Most people that are interested in this already know about it, but you
are absolutely right.
> Is it only intended for (small) flash like jffs2 or also for larger disks?
It is only intended for medium to large flash. On disks with the
rotational latency, I would expect performance to be very poor.
Writes should be relatively good, reads absolutely horrible.
The missing rationale:
Linux needs a decent flash filesystem. So far, jffs2 filled the gap,
but it is increasingly showing its age. Both mount time and memory
consumption scale linearly with flash size, so there is a soft limit
of jffs2 usefulness somewhere between 128MiB and 4GiB, depending on
system design and whether the summary extension is used.
Then there is a hard limit at 4GiB, because jffs2 uses 32bit byte
offsets to locate data.
In the opinion of many people, including me, the only solution to fix
jffs2 is to completely redesign it from scratch. Voila logfs.
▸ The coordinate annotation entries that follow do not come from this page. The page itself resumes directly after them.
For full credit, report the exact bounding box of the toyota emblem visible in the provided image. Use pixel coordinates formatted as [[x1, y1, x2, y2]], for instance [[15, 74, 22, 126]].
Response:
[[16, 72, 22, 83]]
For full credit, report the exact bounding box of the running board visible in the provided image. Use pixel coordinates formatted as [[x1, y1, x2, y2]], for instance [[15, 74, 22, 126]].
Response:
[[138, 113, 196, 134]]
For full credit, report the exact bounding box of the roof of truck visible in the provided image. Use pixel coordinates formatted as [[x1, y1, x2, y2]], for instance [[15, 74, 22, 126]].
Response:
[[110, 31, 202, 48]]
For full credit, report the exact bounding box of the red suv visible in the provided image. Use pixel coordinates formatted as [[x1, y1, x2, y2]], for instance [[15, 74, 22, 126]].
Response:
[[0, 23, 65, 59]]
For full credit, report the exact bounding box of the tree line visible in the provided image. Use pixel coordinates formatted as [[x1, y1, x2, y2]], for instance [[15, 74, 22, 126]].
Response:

The first idea of logfs was to store data in a tree, similar to ffs
style filesystems. Flash behaves a little different to hard disks, so
free block bitmaps are a bad idea. Instead, blocks are annotated with
the inode and fpos they belong to. By walking the filesystem tree, it
is possible to decide whether a block is still used or free.
Updates are done by a wandering tree. In-place updates is basically
verboten on flash. Wandering trees cause quite a bit of overhead,
which will be reduced later. -ENOTIME so far.
There is a small journal necessary for several purposes:
1. Store the root of the filesystem tree. Inodes are stored in an
inode file. The ifile's inode is stored in the journal.
2. Perform atomic directory operations (create, rename, ...).
3. Reduce the overhead of wandering trees. Jffs2 has quite an
efficient layout wrt. write performance. Pushing writes through a
jffs2-style journal before adding it to the tree will help a lot.
Jörn
--
Mundie uses a textbook tactic of manipulation: start with some
reasonable talk, and lead the audience to an unreasonable conclusion.